The growth regulator, salicylic acid (SA) plays an important role in the induction of cell death in plants. Production of reactive oxygen species (ROS) by mitochondrial electron transport chain (mtETC), cytochrome c (cyt c) release from mitochondria and loss of mitochondrial integrity can be observed during cell death execution in plant tissues.

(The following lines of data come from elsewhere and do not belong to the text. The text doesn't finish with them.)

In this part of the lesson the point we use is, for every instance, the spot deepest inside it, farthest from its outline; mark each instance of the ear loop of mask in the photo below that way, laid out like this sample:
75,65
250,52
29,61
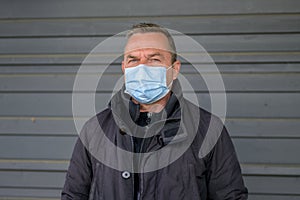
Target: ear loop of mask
170,85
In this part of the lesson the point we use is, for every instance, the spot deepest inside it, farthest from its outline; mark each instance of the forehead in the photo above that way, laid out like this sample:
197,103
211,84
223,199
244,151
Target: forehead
147,41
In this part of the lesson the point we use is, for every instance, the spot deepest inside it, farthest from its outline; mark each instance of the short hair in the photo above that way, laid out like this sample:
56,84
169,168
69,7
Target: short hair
154,28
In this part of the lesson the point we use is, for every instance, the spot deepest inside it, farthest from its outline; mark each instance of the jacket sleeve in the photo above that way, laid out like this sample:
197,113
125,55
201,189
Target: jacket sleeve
79,174
224,174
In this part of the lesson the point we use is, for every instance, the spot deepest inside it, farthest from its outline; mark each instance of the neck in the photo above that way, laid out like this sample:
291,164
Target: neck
155,107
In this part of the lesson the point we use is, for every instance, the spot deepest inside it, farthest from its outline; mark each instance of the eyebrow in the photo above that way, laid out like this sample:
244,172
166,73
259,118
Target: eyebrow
155,54
149,56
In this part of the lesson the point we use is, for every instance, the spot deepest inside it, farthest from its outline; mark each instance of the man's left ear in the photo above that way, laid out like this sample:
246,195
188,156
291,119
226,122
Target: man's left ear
176,69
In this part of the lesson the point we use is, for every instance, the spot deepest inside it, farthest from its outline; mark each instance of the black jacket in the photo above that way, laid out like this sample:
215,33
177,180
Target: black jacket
189,176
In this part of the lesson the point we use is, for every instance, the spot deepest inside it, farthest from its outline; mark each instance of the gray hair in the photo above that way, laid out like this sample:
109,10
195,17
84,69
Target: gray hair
154,28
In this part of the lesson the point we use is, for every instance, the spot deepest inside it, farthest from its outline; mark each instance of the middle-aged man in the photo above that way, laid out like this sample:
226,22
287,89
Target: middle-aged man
149,115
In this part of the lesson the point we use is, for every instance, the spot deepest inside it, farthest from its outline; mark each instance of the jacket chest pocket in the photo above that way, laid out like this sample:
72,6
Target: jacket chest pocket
195,182
96,182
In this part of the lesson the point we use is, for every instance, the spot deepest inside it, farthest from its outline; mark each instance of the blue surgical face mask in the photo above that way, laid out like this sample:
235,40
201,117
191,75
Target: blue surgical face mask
146,84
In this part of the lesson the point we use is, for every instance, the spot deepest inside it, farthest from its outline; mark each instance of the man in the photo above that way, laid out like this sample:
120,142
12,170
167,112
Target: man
150,115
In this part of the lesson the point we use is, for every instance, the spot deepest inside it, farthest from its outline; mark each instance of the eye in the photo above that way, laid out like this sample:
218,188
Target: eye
132,60
155,60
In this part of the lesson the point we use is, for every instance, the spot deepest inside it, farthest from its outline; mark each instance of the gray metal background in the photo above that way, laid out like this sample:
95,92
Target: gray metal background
255,44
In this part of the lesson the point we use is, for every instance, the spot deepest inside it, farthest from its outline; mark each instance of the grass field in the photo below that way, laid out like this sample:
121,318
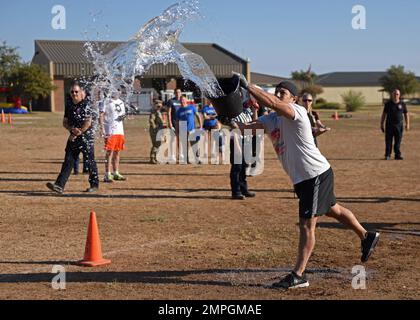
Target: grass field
172,232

The aim of this work was to study the putative role of hexokinases (HXKs) in the initiation of cell death using tomato (Solanum lycopersicum L.) leaves and mitochondria isolated from plants exposed to a sublethal, 0.1 mM and a cell death-inducing, 1 mM concentrations of SA. Both treatments enhanced ROS and nitric oxide (NO) production in the leaves, which contributed to a concentration-dependent loss of membrane integrity. Images prepared by transmission electron microscopy showed swelling and disorganisation of mitochondrial cristae and vacuolization of mitochondria after SA exposure. Using post-embedding immunohistochemistry, cyt c release from mitochondria was also detected after 1 mM SA treatment. Both SA treatments decreased the activity and transcript levels of HXKs in the leaves and the total mtHXK activity in the mitochondrial fraction. The role of mitochondrial hexokinases (mtHXKs) in ROS and NO production of isolated mitochondria was investigated by the addition of HXK substrate, glucose (Glc) and a specific HXK inhibitor, N-acetylglucosamine (NAG) to the mitochondrial suspension. Both SA treatments enhanced ROS production by mtETC in the presence of succinate and ADP, which was slightly inhibited by Glc and increased significantly by NAG in control and in 0.1 mM SA-treated mitochondria. These changes were not significant at 1 mM SA, which caused disorganisation of mitochondrial membranes. Thus the inhibition of mtHXK activity can contribute to the mitochondrial ROS production, but it is not involved in NO generation in SA-treated leaf mitochondria suggesting that SA can promote cell death by suppressing mtHXK transcription and activity.